Much of her downtime involves learning new best practices that seem to change on a daily basis as the knowledge base evolves.
Dr. Hooda recently got her second vaccine dose. While it was a relief to lower her risk of bringing the virus home to her family, she said it hasn’t had a major impact on the morale of her team.
“With the people I work with, we came into health care not because we were worried about ourselves but because we care about others. Being vaccinated protects us, yes, but we’ve always been most worried about the people out there,” she said, and credited her teams for their ongoing support and hard work to adapt as best they can.
“It’s one thing to go through something that’s really scary and really new and uncertain, but another to have people by your side going through the exact same thing as you and being open to answering any questions.”
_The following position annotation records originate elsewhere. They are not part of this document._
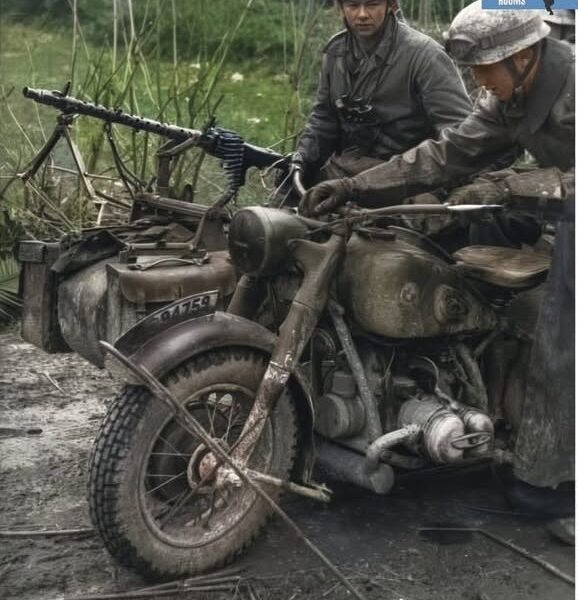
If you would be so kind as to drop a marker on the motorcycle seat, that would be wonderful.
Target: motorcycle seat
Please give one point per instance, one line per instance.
(503, 267)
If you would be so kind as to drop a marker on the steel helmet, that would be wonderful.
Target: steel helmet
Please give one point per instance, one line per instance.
(561, 17)
(479, 36)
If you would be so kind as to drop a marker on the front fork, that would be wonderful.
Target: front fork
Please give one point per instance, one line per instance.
(319, 263)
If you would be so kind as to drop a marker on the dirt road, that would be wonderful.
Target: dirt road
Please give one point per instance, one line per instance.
(50, 407)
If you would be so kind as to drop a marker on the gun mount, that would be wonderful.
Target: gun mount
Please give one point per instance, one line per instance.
(97, 284)
(236, 155)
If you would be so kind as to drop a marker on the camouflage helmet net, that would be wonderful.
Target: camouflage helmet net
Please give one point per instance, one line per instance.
(483, 37)
(561, 17)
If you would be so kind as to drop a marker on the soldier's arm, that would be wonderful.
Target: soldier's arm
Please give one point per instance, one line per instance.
(439, 87)
(321, 132)
(460, 152)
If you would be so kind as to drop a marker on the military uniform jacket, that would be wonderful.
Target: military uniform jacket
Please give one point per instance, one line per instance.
(544, 453)
(544, 126)
(413, 86)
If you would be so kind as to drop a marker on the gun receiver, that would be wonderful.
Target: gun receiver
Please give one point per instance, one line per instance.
(236, 154)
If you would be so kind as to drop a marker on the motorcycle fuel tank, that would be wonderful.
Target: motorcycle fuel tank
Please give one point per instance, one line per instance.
(394, 289)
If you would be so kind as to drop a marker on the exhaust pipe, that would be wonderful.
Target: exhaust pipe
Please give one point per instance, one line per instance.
(342, 464)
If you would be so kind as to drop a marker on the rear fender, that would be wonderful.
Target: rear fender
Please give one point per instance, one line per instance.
(174, 345)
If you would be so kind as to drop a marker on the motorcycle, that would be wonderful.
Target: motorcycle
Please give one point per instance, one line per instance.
(353, 345)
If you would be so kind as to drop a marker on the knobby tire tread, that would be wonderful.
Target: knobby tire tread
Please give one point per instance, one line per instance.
(112, 442)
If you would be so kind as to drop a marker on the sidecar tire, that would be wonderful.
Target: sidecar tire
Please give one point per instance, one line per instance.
(125, 446)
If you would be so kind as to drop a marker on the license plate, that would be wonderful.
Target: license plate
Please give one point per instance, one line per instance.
(186, 308)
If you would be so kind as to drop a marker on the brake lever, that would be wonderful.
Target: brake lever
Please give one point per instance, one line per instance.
(474, 207)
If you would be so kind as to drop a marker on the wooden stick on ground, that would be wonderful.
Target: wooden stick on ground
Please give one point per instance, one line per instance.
(190, 424)
(519, 550)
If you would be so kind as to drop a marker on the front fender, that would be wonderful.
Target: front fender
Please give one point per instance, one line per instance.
(171, 347)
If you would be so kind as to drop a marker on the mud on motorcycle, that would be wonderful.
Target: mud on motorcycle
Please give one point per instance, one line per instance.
(358, 348)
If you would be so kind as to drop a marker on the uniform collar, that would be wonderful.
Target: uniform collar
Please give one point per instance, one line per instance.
(550, 78)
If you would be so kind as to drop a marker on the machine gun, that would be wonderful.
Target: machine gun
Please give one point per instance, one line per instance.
(236, 155)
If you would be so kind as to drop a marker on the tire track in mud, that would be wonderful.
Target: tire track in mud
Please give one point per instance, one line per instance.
(373, 539)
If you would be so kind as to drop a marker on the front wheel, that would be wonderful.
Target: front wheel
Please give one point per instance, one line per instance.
(149, 495)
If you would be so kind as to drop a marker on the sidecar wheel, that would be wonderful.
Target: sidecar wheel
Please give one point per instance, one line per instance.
(146, 495)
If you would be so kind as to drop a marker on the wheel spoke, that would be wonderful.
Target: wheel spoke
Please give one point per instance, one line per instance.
(158, 487)
(180, 454)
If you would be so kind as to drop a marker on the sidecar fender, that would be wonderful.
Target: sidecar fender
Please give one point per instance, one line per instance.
(171, 347)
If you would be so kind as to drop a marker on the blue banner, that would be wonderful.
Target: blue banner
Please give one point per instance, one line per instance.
(530, 4)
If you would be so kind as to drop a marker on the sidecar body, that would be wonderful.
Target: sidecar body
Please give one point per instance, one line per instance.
(98, 285)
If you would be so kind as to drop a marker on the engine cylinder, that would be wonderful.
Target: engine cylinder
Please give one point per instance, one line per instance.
(337, 417)
(439, 425)
(477, 422)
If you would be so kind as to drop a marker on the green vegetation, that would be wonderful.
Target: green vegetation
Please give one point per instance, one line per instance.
(250, 63)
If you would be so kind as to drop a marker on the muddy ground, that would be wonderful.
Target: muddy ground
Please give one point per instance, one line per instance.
(50, 407)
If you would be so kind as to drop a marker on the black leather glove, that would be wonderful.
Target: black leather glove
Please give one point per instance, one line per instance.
(326, 197)
(480, 192)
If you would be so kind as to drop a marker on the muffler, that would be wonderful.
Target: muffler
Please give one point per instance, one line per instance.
(342, 464)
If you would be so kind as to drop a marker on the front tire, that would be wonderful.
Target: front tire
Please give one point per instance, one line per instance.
(146, 492)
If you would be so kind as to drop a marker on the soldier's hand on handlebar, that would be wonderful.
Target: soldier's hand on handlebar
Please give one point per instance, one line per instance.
(326, 197)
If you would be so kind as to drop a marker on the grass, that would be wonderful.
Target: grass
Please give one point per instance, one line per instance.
(265, 99)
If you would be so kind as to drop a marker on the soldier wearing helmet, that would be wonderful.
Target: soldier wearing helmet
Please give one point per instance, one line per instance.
(383, 88)
(528, 100)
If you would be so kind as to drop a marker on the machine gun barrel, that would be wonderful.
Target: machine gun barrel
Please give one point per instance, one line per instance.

She credits two main parts of her Island placements at MHC and Guardian Pharmacy as key to her success in ICU. First, reporting directly to MHC physicians, rather than having an experienced pharmacist as an intermediary (as is common practice in placements), forced her to learn quickly and make decisions based on her best judgement of the situation.
Second, MHC offered an interdisciplinary practi-cum that involved working with other departments and the hospital administration to create a holistic way to address care needs.
“When you’re in the ICU, the model is very similar in that you’re expected to be a pharmacotherapy expert and answer questions related to drug therapy without hesitation. The model on Manitoulin is very similar to an ICU,” she said.
Dr. Hooda said she is very thankful for the “once-in-a-lifetime” opportunity at MHC and for the organizers at University of Waterloo for planning that rotation.
“That was the single training I had prior to being an ICU pharmacist; without it, I don’t know if I could have accepted the role I am in,” she said. “My manager was right, my experience on the Island prepared me so well. I couldn’t have asked for a better experience.”
Her education journey continues. In the midst of her shifts at Cortellucci Vaughan Hospital, she is working toward a master of public health degree at Johns Hopkins University’s Bloomberg School of Public Health.
The school has allowed her to take a reduced course load and instructors have accommodated her work situation, a comforting measure for Dr. Hooda.
Many health care workers have urged the public to follow public health measures as case numbers grow rapidly across Ontario, hospitals exceed capacity and staff, the most fragile part of the care scheme, face widespread burnout.
Staying home unless necessary, limiting social contacts, frequent handwashing, wearing masks and staying two metres apart from others are small measures that can prevent spreading COVID-19, including the newer variants.